Just days after their London Fashion Week showcase, Burberry’s Riccardo Tisci is already receiving backlash over one particular design…
There’s no doubt that Riccardo Tisci made a brave, bold and brilliant debut at Burberry last season. And whilst many wondered if there was anyone good enough to follow in the footsteps of Christopher Bailey, Tisci proved himself with a brand new era (and vision) for the British brand.
However, during London Fashion Week, the Burberry show didn’t quite get the reaction it was expecting.
Marking Tisci’s second runway collection for Burberry, the Tempest collection came complete with 101 looks that took inspiration from British culture. As a result, the silhouettes remained quintessentially British with panelled trench coats, shearling parkas, smart tailoring and cinched dresses. Nonetheless, a hoodie design received major backlash, causing a whirlwind of negativity for the overall collection and the brand’s new designer.
One of the brand’s own models, Liz Kennedy, posted a lengthy Instagram post on the Burberry-beige hoodie. Its design uncannily resembles a noose and Kennedy explained that “it is not glamorous nor edgy since this show is dedicated to the youth expressing their voice.”

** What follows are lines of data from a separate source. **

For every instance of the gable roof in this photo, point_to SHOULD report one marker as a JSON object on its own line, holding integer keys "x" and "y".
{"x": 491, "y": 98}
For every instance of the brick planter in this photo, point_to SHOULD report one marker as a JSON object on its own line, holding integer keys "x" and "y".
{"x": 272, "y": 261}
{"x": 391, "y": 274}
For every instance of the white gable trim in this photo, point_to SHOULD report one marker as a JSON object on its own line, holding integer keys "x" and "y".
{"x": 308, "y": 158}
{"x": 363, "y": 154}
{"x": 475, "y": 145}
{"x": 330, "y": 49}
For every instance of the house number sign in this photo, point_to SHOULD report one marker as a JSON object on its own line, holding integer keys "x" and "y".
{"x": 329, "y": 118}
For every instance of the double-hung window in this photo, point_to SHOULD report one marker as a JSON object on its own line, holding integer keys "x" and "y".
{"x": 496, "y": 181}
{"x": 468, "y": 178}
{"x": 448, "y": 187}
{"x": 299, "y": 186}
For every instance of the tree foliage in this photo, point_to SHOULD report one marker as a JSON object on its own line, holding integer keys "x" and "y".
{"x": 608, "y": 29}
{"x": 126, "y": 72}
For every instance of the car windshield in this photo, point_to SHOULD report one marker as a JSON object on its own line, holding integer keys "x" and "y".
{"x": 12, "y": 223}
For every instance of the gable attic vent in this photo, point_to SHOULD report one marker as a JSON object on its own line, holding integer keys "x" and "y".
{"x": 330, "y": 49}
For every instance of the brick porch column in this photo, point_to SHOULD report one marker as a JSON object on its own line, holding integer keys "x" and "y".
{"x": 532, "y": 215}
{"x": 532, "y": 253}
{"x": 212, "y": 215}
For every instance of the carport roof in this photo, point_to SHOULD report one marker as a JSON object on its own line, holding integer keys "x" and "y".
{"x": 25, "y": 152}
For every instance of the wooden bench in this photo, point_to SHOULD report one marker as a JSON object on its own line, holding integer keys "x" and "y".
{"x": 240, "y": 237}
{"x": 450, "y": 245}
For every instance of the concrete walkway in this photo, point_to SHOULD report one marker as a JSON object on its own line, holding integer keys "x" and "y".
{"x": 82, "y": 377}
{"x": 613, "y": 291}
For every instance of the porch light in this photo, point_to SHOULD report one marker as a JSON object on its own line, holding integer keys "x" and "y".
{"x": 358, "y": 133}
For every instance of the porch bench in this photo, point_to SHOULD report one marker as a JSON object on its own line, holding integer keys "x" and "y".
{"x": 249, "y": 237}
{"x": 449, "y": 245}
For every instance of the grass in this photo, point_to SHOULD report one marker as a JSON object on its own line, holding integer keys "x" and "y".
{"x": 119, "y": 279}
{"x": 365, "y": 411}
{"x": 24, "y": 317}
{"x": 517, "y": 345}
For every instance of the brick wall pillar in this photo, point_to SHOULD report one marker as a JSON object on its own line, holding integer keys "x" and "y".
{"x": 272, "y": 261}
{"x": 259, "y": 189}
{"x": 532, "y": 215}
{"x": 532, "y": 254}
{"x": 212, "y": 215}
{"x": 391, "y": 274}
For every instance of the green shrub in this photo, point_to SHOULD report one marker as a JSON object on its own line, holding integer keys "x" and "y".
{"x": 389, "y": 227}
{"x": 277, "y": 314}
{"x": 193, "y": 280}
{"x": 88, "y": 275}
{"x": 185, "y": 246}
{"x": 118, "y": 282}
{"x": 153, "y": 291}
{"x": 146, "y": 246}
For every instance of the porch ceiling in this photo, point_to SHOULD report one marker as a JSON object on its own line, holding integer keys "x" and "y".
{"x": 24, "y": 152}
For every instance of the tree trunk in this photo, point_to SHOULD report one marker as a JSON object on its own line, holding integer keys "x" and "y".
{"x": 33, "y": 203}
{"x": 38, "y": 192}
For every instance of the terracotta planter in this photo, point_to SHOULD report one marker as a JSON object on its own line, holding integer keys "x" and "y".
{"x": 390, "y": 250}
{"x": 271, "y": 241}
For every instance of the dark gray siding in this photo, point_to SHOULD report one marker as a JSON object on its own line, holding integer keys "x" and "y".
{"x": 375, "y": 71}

View this post on Instagram
@burberry @riccardotisci17 Suicide is not fashion. It is not glamorous nor edgy and since this show is dedicated to the youth expressing their voice, here I go. Riccardo Tisci and everyone at Burberry it is beyond me how you could let a look resembling a noose hanging from a neck out on the runway. How could anyone overlook this and think it would be okay to do this especially in a line dedicated to young girls and youth. The impressionable youth. Not to mention the rising suicide rates world wide. Let’s not forget about the horrifying history of lynching either. There are hundreds of ways to tie a rope and they chose to tie it like a noose completely ignoring the fact that it was hanging around a neck. A massive brand like Burberry who is typically considered commercial and classy should not have overlooked such an obvious resemblance. I left my fitting extremely triggered after seeing this look (even though I did not wear it myself). Feeling as though I was right back where I was when I was going through an experience with suicide in my family. Also to add in they briefly hung one from the ceiling (trying to figure out the knot) and were laughing about it in the dressing room. I had asked to speak to someone about it but the only thing I was told to do was to write a letter. I had a brief conversation with someone but all that it entailed was “it’s fashion. Nobody cares about what’s going on in your personal life so just keep it to yourself” well I’m sorry but this is an issue bigger than myself. The issue is not about me being upset, there is a bigger picture here of what fashion turns a blind eye to or does to gain publicity. A look so ignorantly put together and a situation so poorly handled. I am ashamed to have been apart of the show. #burberry. I did not post this to disrespect the designer or the brand but to simply express an issue I feel very passionate about.
After receiving criticism, the fashion brand have removed the item from its collections and released an official statement.
Marco Gobbetti, Burberry’s Chief Executive Officer, said: “We are deeply sorry for the distress caused by one of the products that featured in our A/W 2019 runway collection. Though the design was inspired by the marine theme that ran throughout the collection, it was insensitive and we made a mistake. We will reflect on this, learn from it and put in place all necessary actions to ensure it does not happen again.”
Burberry has been the latest fashion brand to be criticised for releasing designs that have been considered insensitive. Earlier this year, Gucci had to withdraw its black balaclava jumper as many claimed the design was offensive.